L’histoire des Lemniennes n’est donc peut-être pas celle de la libération de femmes malheureuses. D’ailleurs, les hommes n’ont pas entièrement disparu de leur vie : les Lemniens changés en dauphins pêchent pour elles, Thoas continue de leur donner des conseils. Elles se sont débarrassées d’hommes infidèles car amoureux et ont gagné des pêcheurs hors pair, ainsi qu’un roi qui continue de veiller à la bonne gestion de sa cité. Quand les Argonautes arrivent, elles les utilisent également, en leur demandant de les féconder. L’habilité à la pêche, la protection et les conseils, la semence : elles utilisent tout ce dont elles ont besoin chez les hommes, sans avoir à les subir. Au final, quand Alcyrrhoé et Lorcyca offraient leur corps contre des richesses au nom de l’amour, les Lemniennes offrent leur corps et des vivres aux Argonautes contre la procréation de la nouvelle génération de l’île. Et si les Lemniennes étaient surtout des femmes intelligentes, qui décident de n’utiliser que ce qui les arrange chez les hommes ?

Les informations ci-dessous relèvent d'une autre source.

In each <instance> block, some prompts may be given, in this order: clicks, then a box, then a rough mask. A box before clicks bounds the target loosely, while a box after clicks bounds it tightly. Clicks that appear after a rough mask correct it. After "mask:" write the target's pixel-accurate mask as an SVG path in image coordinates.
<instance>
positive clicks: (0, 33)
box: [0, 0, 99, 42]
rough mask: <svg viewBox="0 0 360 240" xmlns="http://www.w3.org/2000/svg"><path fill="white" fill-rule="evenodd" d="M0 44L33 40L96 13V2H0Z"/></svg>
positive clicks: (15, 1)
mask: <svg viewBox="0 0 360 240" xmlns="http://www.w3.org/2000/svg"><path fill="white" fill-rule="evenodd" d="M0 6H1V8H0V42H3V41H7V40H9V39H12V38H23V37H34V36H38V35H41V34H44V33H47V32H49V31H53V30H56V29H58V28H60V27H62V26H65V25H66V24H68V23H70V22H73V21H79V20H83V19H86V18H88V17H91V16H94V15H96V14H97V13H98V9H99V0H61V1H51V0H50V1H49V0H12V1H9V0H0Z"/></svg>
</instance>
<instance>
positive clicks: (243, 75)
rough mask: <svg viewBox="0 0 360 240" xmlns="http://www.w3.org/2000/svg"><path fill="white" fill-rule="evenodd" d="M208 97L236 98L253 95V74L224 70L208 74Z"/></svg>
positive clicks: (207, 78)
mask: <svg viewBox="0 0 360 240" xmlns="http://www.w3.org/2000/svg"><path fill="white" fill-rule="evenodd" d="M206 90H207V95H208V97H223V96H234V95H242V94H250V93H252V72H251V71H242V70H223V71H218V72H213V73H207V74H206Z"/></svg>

Quoiqu’il en soit, il est certain que dans cette version, les hommes, violents, infidèles ou assez idiots pour se faire manipuler, n’ont pas le beau rôle et que les femmes ont pris le pouvoir à Lemnos. Elles vivent sans subir la présence des hommes, en dirigeant leur vie à leur guise, en trouvant le moyen de combler leurs besoins tout en vivant entre elles. Leurs motivations et leurs actes ne sont peut-être pas toujours louables, mais elles ont réussi à dominer les hommes. Cette vie en autarcie sans homme pourrait convenir à Atalante, qui dit ressentir le besoin de fuir les hommes. Mais à Lemnos elle est la seule à se méfier des Lemniennes et à découvrir quelles histoires sont cachées dans l’île, en rencontrant Alcyrrhoé et Nautiliaa. C’est donc qu’elle cherche autre chose que la manipulation des hommes.